By taking dividends your tax is usually lower. A dividend is a share of the company’s profits. If your company doesn’t make a profit, you can’t get dividends.  Dividends can be paid to directors and other shareholders, according to how many shares they hold. There is no requirement to pay all the profits as dividends, or even any of them. A company can keep its profits over the years and distribute them later.

The benefits of taking dividends.

  • Dividends attract lower rates of income tax than salary
  • No NICs are payable on dividends (neither employer’s nor employee’s)

If you are a sole trader and self-employed, you can take whatever money you want from the business. If your company makes £100.00 for example, and you have spent £30.00 on supplies or expenses you can take out £70.00. This is your profit and the amount you will be taxed on so you need to ensure you put aside some of it for tax, and national insurance if applicable. You must register as self-employed with HMRC by the 5 October of the year after you began trading. This means that if you began trading in June 2020 for example, you have until 5 October 2021 to tell HMRC.


VAT thresholds and the registration process is the same however you operate your business. Once your turnover exceeds £85,000 in any one year you will need to register for VAT regardless as to whether you are self-employed or a limited company. 

If you exceeded the VAT threshold in the past 12 months, you must register if, by the end of any month, your total VAT taxable turnover for the last 12 months was over £85,000. You must register within 30 days of the end of the month when you went over the threshold. Your effective date of registration is the first day of the second month after you go over the threshold.


Business expenses and what you can claim back are more or less the same for a sole trader and a limited company. As a sole trader you will want to claim as many expenses back as you can, so you pay less tax, but the expense has to be for the business and not for a new pair of shoes.  If you use your mobile for your business for example and the contract is not in the business name you can only claim half your bill as an expense. 
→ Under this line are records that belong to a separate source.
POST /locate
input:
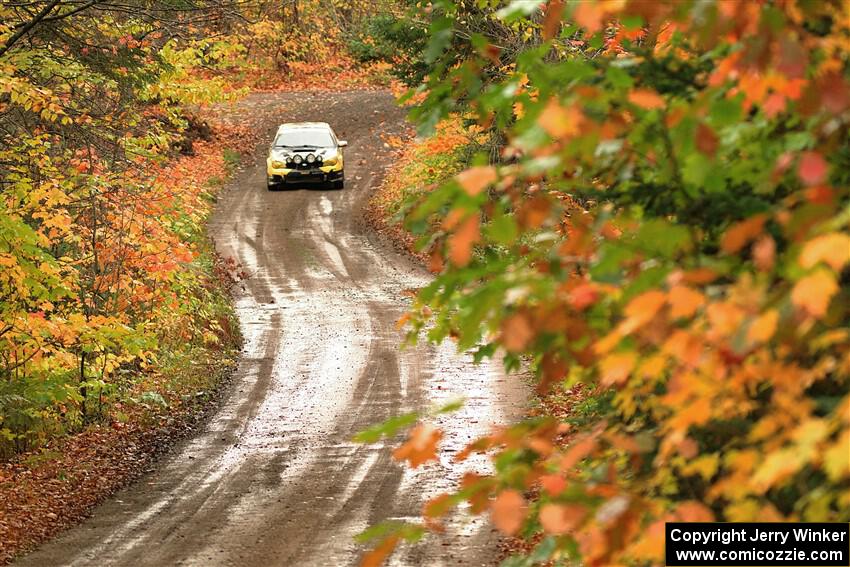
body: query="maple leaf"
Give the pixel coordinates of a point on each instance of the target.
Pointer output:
(552, 21)
(642, 309)
(761, 330)
(517, 332)
(508, 511)
(814, 292)
(684, 301)
(812, 168)
(462, 240)
(421, 446)
(706, 140)
(832, 249)
(559, 519)
(647, 99)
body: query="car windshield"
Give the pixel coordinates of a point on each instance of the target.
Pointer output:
(313, 137)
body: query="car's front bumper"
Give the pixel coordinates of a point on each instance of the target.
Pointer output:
(324, 173)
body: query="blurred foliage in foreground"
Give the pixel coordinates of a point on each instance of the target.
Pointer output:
(662, 214)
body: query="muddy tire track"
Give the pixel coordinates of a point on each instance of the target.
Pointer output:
(273, 478)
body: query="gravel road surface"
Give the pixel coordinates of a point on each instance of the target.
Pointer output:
(272, 478)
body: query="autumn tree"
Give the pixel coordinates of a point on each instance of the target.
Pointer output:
(665, 222)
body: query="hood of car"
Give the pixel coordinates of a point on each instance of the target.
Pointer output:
(282, 153)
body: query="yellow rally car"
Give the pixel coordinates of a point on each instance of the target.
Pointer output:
(303, 152)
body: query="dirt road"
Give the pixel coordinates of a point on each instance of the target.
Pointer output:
(273, 478)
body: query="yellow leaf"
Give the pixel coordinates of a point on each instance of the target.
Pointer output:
(814, 292)
(684, 301)
(777, 466)
(836, 459)
(462, 240)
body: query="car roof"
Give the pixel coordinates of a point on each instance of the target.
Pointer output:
(304, 126)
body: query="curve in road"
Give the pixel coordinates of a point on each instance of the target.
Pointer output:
(273, 477)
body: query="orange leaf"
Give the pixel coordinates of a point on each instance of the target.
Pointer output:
(740, 234)
(558, 519)
(589, 16)
(706, 140)
(516, 332)
(762, 329)
(832, 248)
(553, 484)
(508, 511)
(377, 556)
(764, 252)
(577, 451)
(475, 179)
(812, 168)
(692, 511)
(646, 98)
(421, 446)
(552, 21)
(462, 240)
(615, 368)
(684, 301)
(583, 295)
(814, 292)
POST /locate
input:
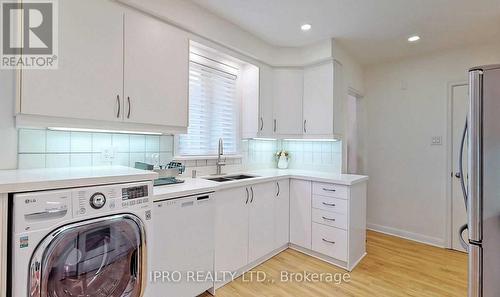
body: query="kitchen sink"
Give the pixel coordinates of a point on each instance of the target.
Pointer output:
(222, 179)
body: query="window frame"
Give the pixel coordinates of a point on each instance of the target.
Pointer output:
(219, 62)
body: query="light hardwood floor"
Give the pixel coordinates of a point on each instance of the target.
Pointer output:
(393, 267)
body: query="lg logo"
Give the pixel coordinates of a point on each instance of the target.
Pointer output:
(29, 34)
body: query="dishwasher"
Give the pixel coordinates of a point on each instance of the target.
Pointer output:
(182, 246)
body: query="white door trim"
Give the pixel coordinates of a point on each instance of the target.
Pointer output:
(449, 162)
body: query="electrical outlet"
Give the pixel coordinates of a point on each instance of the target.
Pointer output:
(437, 140)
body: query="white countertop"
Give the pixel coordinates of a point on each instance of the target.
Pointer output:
(194, 186)
(23, 180)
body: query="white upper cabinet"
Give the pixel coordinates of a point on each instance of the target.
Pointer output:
(249, 75)
(318, 100)
(288, 86)
(118, 69)
(156, 72)
(88, 82)
(266, 102)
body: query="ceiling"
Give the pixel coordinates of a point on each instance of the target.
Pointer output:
(372, 30)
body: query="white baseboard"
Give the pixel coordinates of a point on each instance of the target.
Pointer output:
(434, 241)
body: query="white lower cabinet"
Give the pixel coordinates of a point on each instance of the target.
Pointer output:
(324, 220)
(261, 220)
(244, 227)
(329, 241)
(282, 213)
(231, 230)
(300, 213)
(328, 221)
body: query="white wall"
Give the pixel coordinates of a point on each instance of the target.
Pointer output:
(8, 134)
(406, 103)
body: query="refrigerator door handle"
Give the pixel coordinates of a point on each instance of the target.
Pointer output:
(460, 174)
(475, 271)
(463, 243)
(475, 129)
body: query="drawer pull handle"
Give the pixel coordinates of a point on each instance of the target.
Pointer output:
(328, 241)
(329, 190)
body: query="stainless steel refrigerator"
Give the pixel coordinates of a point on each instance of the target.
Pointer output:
(482, 184)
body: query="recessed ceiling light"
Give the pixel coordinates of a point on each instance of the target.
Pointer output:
(413, 38)
(306, 27)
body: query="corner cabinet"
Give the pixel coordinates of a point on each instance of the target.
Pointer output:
(287, 101)
(318, 99)
(118, 70)
(266, 116)
(299, 102)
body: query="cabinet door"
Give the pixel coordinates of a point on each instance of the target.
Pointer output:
(287, 103)
(231, 230)
(300, 213)
(266, 102)
(156, 72)
(318, 99)
(249, 75)
(88, 83)
(282, 213)
(261, 236)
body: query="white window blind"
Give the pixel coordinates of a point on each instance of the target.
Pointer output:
(213, 112)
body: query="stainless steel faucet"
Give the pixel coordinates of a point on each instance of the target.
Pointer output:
(220, 161)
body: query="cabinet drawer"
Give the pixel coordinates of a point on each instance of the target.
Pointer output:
(329, 218)
(329, 241)
(330, 204)
(331, 190)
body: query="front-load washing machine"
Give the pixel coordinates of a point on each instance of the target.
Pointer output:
(81, 242)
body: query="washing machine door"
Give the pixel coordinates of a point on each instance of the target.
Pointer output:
(102, 258)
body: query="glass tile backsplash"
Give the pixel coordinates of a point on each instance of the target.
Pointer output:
(304, 154)
(40, 148)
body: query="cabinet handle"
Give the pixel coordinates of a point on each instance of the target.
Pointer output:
(328, 219)
(129, 107)
(119, 106)
(328, 241)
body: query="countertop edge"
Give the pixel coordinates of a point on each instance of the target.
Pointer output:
(215, 186)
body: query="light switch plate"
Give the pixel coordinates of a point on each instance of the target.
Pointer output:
(437, 140)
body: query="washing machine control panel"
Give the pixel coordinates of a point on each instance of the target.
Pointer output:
(111, 198)
(97, 200)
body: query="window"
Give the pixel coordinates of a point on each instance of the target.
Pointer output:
(213, 109)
All businesses should have insurance.  Public liability insurance protects you if there is an accident in your premises or if you kill or injure someone or damage someone’s property.  If you get took to court this will cover your costs and any compensation you may have to pay. 
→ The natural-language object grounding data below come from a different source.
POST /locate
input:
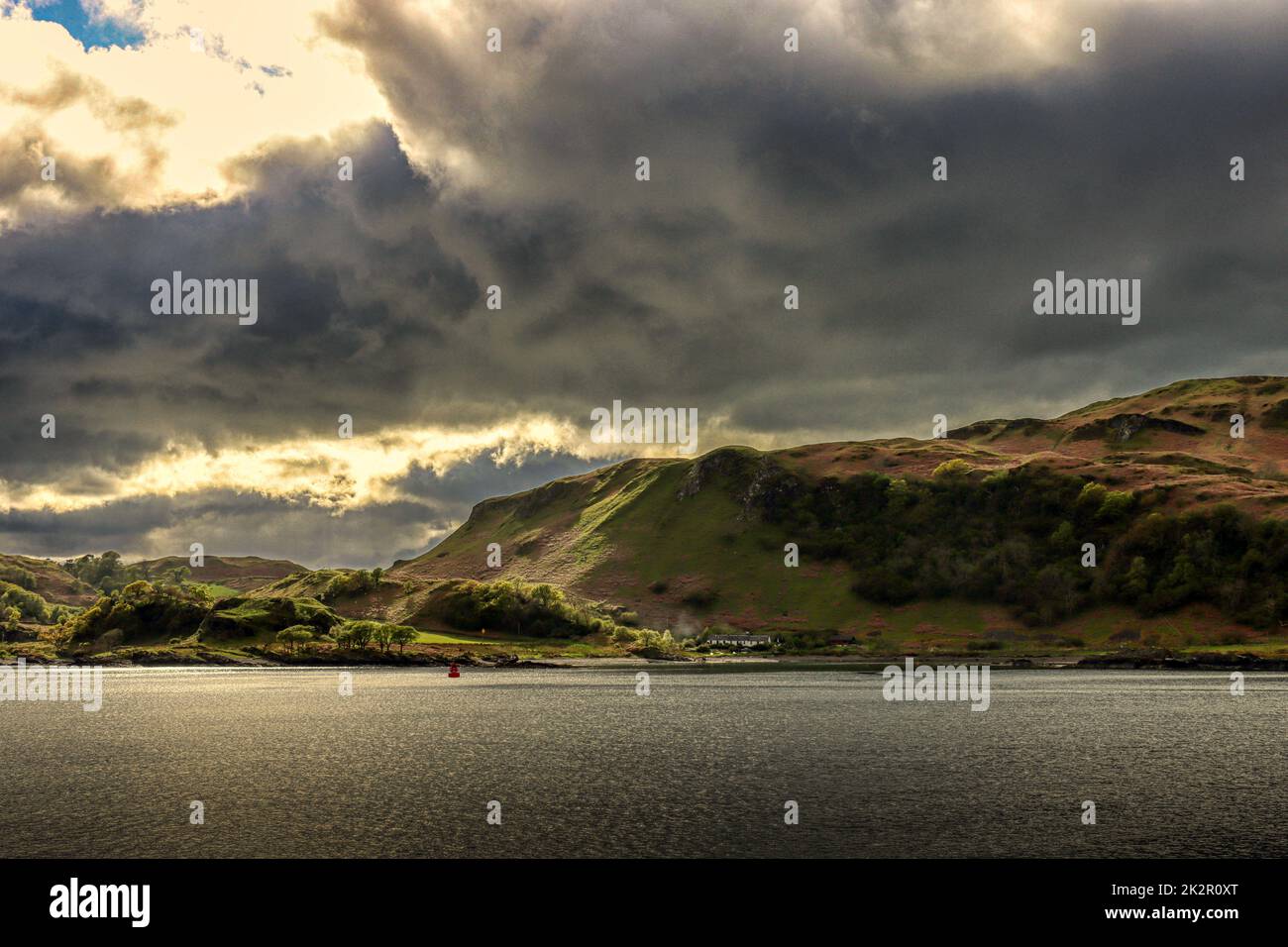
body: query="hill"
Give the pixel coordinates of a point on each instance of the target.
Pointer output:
(975, 535)
(47, 579)
(240, 573)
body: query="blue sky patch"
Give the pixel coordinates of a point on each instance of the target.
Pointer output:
(90, 33)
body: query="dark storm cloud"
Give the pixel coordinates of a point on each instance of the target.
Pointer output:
(768, 169)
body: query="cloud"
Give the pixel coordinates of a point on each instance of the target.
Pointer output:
(516, 170)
Public liability insurance usually covers:

  • Compensation payments to the person injured.
  • The cost of repairing damage.
  • Legal fees involved in a court case.
  • Expenses
  • Any costs for hospital treatment and ambulance services that can be recovered by the NHS, where personal injury compensation is payable in the Injury Costs Recovery scheme.

The cost of your policy will depend on the type of business you have and the risks involved and how many employees you have.  Good news is though that your insurance is an allowable expense so this would go in your expenses and reduce your profit which brings your tax down. 

Employers’ Liability Insurance

If you employ people, you are responsible to protect them.  This insurance will cover them against compensation claims if they hurt themselves or get sick from working for you.  It will cover previous employees who later become ill from working for you also. So get yourself some Employers’ Liability if you meet the criteria below.

  • You deduct income tax and National Insurance from employees' salaries. 
  • You control where, when and how they work. 
  • You supply their work materials and equipment. 
  • You have a right to any profit your workers make. 
  • You require them to carry out the service you employ them for, and they cannot employ a substitute if they are unable to work. 
  • They do the same work under the same conditions as other people you employ.